- Refuting AWS Chain Attack - Digging Deeper into EKS Zero Day claims
- Attack 1 - Utilizing the metadata service on the EKS Worker Node to access temporary credentials
- Attack 2 - Generating a new kubeconfig
- Risks with the described “attacks”
Refuting AWS Chain Attack - Digging Deeper into EKS Zero Day claims
This post is an analysis of the findings published by a security researcher last month about two zero days in AWS EKS that the researcher claimed to affect thousands of vulnerable EKS clusters. You can read the article here.
This post is an analysis post, meant to simplify and dig deeper into the findings published in the original post. We re-created the environment described in the post and concluded that the original post misses considerable detail when talking about default AWS EKS clusters and amplifies the risk that the setup presents.
The researcher claims that AWS EKS in its default configuration, without any third party security products is vulnerable to 2 zero days
- Utilizing the metadata service on an EKS worker node to generate a token and using the token to generate API requests to get access to the EC2 Role.
- Using the EKS cluster IAM role to generate a kubeconfig that can then be used to start new containers and escape to the underlying node/lateral movement to other containers.
We will take a look at the default configuration for both these scenarios and examine the cluster configuration, the actual permissions and EKS documentation to draw our conclusions.
Attack 1 - Utilizing the metadata service on the EKS Worker Node to access temporary credentials
When setting up a cluster in AWS EKS, there are two IAM roles involved. These are required so that the Kubernetes clusters (which are managed by AWS) can make calls to and work with other AWS servics on your behalf to manage the resources that you use with the service. This is true for all services within AWS. Just like how EC2 that interacts with S3 will require an IAM role with S3 capabilities to be attached to it.
The AWS EKS cluster IAM role and EKS Worker node are well documented, along with the actual permissions within each role. By looking at the permissions, we know what capabilities the cluster and nodes will have.
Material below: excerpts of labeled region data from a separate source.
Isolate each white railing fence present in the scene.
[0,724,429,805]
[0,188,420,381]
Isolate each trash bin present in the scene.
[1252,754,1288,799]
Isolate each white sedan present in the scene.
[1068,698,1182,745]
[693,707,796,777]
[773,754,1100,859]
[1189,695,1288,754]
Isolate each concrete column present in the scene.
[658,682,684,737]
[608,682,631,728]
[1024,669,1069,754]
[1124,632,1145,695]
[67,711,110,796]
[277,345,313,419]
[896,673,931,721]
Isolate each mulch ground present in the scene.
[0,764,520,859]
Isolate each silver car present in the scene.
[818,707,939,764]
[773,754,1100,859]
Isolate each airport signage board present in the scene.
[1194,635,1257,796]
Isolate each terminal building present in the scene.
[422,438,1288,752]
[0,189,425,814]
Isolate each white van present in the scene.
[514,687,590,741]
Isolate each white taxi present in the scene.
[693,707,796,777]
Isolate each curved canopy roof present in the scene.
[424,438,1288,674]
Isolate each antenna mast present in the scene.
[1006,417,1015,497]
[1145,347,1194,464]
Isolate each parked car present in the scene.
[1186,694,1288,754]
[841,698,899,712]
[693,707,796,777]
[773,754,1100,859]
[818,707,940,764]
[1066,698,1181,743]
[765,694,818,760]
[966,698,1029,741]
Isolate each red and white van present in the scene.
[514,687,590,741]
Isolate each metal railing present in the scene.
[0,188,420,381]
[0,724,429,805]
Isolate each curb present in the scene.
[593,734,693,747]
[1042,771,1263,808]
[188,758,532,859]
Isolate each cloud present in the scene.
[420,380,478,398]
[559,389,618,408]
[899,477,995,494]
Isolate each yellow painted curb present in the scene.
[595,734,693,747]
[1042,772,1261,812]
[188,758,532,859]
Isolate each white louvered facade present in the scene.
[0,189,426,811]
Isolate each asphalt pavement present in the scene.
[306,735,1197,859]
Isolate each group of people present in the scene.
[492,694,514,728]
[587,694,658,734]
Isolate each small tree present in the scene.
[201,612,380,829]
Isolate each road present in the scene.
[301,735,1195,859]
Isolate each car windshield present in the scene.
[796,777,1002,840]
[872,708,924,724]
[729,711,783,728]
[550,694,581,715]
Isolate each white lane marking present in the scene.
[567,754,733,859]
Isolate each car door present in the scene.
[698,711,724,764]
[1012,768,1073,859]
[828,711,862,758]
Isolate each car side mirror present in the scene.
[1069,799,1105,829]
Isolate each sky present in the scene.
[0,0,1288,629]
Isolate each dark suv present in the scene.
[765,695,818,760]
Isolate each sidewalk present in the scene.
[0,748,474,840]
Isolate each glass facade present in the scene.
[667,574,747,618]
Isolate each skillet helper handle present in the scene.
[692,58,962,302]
- AWS EKS Cluster IAM Role - https://docs.aws.amazon.com/eks/latest/userguide/service_IAM_role.html
- AWS EKS Worker Node IAM Role - https://docs.aws.amazon.com/eks/latest/userguide/create-node-role.html
If an attacker manages to gain access to a pod (SSRF, code exec, stolen kubeconfig, SSH to pod etc.) and has exec capabilities, they would be able to access the Instance metadata endpoint and generate temporary credentials. This is expected behavior as the Pod Network can reach the Node’s IMDS endpoint.
Since the Node is an EC2 instance at the end of the day, IMDS can be v1, v2 or disabled. The researcher’s article points to the nodes running IMDSv2, which requires a token to pull any meaningful data from the IMDS endpoint.
Here’s a documented way to do this.
TOKEN=`curl -sX PUT "http://169.254.169.254/latest/api/token" -H "X-aws-ec2-metadata-token-ttl-seconds: 21600"` \ && curl -sH "X-aws-ec2-metadata-token: $TOKEN" http://169.254.169.254/latest/meta-data/
The researcher created a custom script to make requests to IMDS. The original article states
“The script works by first retrieving the mac addresses of the nodes-instances, and then generating a request for information based on the mac address. This enables the script to retrieve information on the relevant subnets and security groups, node names, cluster names, cluster host names, and other relevant details.
With this script, it is possible to obtain valuable network information about node instances in a cluster quickly and efficiently, without resorting to time-consuming and potentially intrusive scanning methods.” (sic)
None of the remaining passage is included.